For imaging on Zeiss Lightsheet Z1, embryos were mounted in 1% low melt agarose column using size three glass capillaries and incubated in E3 media at 28 °C during imaging. Z-stacks of ~200–300 slices in 0.5–1 µm steps were acquired every 30–60 seconds for 1.5–2.5 h, with ×20 objective.
For imaging on the Zeiss 880 confocal microscope in Fast Airyscan mode, embryos were mounted in 0.5% low melting agarose in glass bottom imaging dish and incubation chamber temperature was maintained at 28 °C during imaging. Z-stacks of ~100–200 slices were acquired (step size of 0.25 µm) every 30–60 seconds for 1.5–2.5 h using a ×25 or ×40 objectives. Post-processing of the acquired images was performed using Zeiss ZEN Blue Software.

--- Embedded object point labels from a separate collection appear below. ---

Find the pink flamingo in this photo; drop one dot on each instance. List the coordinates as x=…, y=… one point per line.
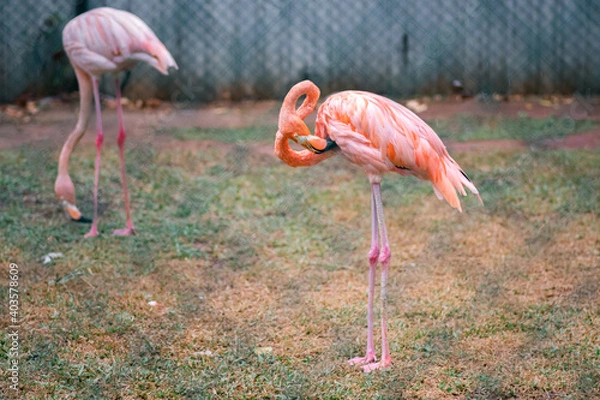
x=99, y=41
x=380, y=136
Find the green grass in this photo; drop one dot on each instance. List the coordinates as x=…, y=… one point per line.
x=228, y=135
x=242, y=253
x=467, y=127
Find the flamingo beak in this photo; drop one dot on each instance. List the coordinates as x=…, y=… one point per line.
x=310, y=142
x=74, y=213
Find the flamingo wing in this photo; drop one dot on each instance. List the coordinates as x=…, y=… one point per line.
x=382, y=136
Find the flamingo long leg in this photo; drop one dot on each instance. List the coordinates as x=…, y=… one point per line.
x=373, y=258
x=385, y=256
x=128, y=230
x=99, y=139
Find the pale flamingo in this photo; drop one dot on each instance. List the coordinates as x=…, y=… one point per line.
x=380, y=136
x=99, y=41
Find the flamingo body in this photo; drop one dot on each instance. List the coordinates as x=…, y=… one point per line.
x=104, y=40
x=109, y=40
x=380, y=136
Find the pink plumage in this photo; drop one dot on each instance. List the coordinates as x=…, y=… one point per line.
x=380, y=136
x=104, y=40
x=108, y=40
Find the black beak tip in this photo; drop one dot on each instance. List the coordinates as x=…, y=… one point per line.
x=83, y=220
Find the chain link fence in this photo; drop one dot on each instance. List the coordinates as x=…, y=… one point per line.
x=237, y=49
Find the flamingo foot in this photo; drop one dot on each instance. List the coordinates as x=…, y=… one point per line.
x=124, y=232
x=369, y=358
x=378, y=365
x=93, y=232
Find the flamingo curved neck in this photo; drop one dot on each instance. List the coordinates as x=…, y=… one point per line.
x=85, y=112
x=291, y=122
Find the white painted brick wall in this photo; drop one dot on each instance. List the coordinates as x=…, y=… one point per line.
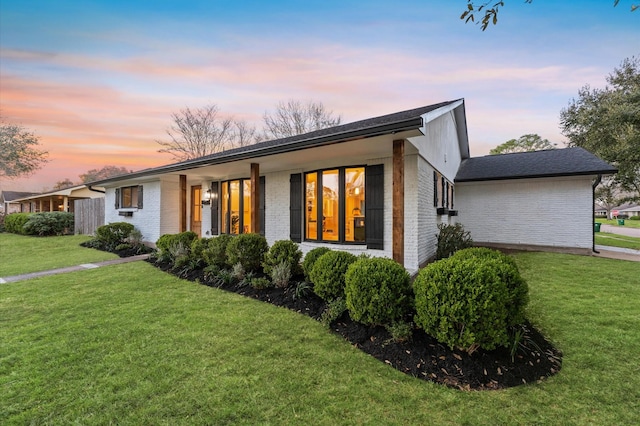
x=554, y=212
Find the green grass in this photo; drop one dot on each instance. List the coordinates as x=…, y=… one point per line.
x=616, y=240
x=128, y=344
x=21, y=254
x=627, y=222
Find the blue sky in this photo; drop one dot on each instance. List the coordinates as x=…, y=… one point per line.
x=97, y=81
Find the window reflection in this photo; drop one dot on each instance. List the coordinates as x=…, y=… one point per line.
x=337, y=213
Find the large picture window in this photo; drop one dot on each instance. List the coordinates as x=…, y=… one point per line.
x=236, y=206
x=129, y=197
x=335, y=205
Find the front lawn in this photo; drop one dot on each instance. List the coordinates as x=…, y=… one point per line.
x=20, y=254
x=627, y=222
x=616, y=240
x=129, y=344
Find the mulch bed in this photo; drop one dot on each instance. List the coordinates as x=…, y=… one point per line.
x=422, y=356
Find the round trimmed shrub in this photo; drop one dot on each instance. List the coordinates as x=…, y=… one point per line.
x=14, y=222
x=111, y=235
x=215, y=254
x=327, y=274
x=283, y=251
x=311, y=257
x=378, y=291
x=471, y=299
x=248, y=250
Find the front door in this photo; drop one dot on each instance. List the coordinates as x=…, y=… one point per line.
x=196, y=209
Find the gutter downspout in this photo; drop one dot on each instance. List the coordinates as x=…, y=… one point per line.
x=593, y=203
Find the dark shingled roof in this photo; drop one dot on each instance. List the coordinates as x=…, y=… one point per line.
x=537, y=164
x=396, y=122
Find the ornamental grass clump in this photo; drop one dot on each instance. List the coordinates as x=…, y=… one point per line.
x=328, y=273
x=470, y=300
x=378, y=291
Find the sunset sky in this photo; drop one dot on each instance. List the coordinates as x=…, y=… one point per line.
x=97, y=81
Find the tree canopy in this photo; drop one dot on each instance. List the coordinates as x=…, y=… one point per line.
x=103, y=173
x=19, y=155
x=295, y=118
x=525, y=143
x=606, y=122
x=488, y=11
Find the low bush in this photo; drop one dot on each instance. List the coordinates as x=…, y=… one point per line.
x=283, y=251
x=14, y=222
x=310, y=259
x=49, y=224
x=328, y=274
x=109, y=236
x=471, y=299
x=249, y=250
x=378, y=291
x=452, y=238
x=215, y=254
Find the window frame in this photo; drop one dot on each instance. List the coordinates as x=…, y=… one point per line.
x=342, y=205
x=135, y=195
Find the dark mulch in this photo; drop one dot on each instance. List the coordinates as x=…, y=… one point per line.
x=422, y=356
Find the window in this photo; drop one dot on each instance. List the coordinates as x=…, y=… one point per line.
x=236, y=206
x=129, y=197
x=335, y=205
x=442, y=193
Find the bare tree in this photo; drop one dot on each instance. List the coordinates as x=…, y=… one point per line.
x=18, y=153
x=294, y=118
x=198, y=132
x=62, y=184
x=103, y=173
x=244, y=134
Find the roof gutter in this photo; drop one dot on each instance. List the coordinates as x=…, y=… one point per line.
x=298, y=145
x=593, y=203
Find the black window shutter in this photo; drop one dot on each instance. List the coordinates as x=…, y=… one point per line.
x=374, y=206
x=139, y=196
x=214, y=208
x=262, y=192
x=295, y=208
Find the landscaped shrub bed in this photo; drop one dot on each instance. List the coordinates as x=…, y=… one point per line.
x=529, y=359
x=121, y=238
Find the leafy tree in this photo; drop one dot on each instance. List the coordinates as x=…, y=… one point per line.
x=525, y=143
x=607, y=123
x=295, y=118
x=66, y=183
x=203, y=131
x=488, y=11
x=18, y=153
x=103, y=173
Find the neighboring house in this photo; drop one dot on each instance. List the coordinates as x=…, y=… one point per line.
x=599, y=211
x=628, y=210
x=8, y=202
x=58, y=200
x=379, y=186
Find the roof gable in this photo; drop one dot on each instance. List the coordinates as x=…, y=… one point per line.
x=537, y=164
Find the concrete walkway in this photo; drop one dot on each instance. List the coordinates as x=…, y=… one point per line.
x=84, y=266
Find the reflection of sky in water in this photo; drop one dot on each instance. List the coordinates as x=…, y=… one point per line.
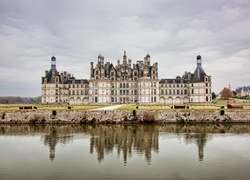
x=224, y=156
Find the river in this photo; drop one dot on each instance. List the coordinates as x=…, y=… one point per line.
x=124, y=152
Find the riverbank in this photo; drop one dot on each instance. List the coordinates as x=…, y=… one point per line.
x=123, y=117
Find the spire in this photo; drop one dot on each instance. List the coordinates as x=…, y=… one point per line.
x=53, y=62
x=124, y=58
x=198, y=61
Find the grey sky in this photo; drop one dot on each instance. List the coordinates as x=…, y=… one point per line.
x=173, y=32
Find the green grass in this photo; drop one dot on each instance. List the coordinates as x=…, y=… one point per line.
x=51, y=107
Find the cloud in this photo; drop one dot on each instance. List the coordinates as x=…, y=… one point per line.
x=173, y=32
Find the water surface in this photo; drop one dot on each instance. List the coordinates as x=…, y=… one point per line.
x=124, y=152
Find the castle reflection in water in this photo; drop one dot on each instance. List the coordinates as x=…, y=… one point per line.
x=125, y=139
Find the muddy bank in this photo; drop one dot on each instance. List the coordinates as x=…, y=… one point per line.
x=119, y=117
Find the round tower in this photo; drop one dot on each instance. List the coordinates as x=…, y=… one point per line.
x=198, y=60
x=53, y=62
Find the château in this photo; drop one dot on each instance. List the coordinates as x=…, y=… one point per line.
x=125, y=83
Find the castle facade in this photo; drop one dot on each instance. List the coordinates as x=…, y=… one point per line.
x=125, y=83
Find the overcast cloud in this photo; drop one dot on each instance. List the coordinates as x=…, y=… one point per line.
x=173, y=32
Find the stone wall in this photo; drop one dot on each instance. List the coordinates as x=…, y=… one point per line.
x=116, y=116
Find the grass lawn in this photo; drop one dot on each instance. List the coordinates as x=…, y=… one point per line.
x=51, y=107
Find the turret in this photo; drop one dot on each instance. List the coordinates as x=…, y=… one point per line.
x=124, y=58
x=198, y=61
x=91, y=69
x=53, y=62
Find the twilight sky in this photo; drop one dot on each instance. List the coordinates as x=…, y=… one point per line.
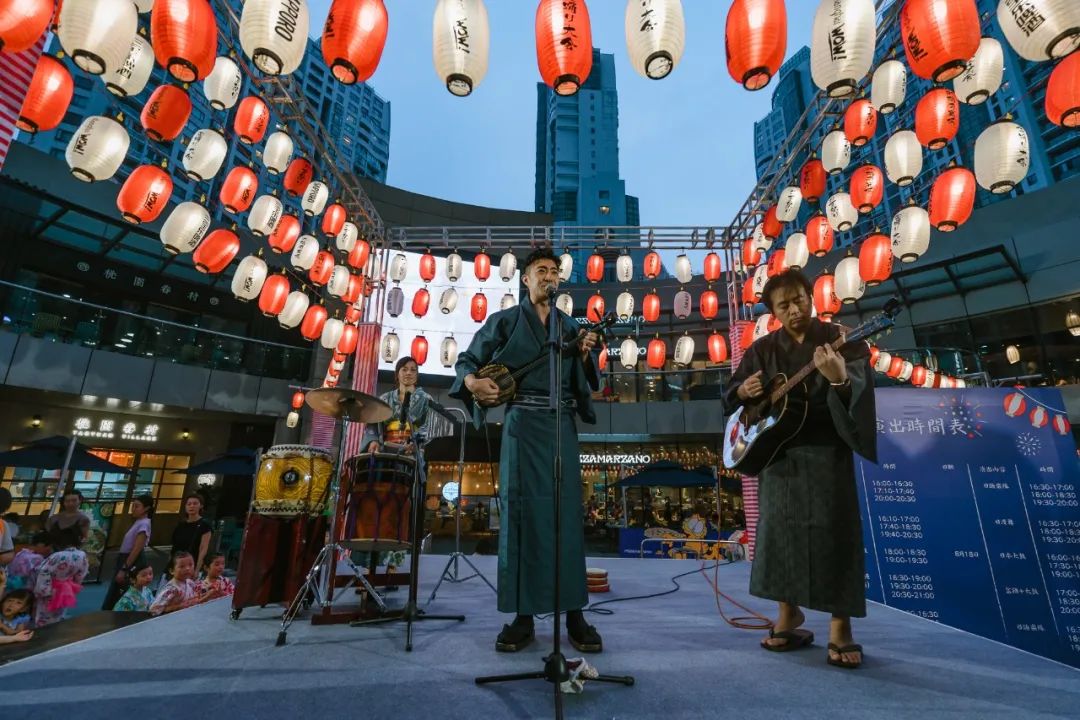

Hadzhiev Y., Qureshi H.K., Wheatley L., Cooper L., Jasiulewicz A., Van Nguyen H., Wragg J.W., Poovathumkadavil D., Conic S., Bajan S., Sik A., Hutvàgner G., Tora L., Gambus A., Fossey J.S, & Müller F. (2019). A cell cycle-coordinated Polymerase II transcription compartment encompasses gene expression before global genome activation. Nature Communications, 10, 691.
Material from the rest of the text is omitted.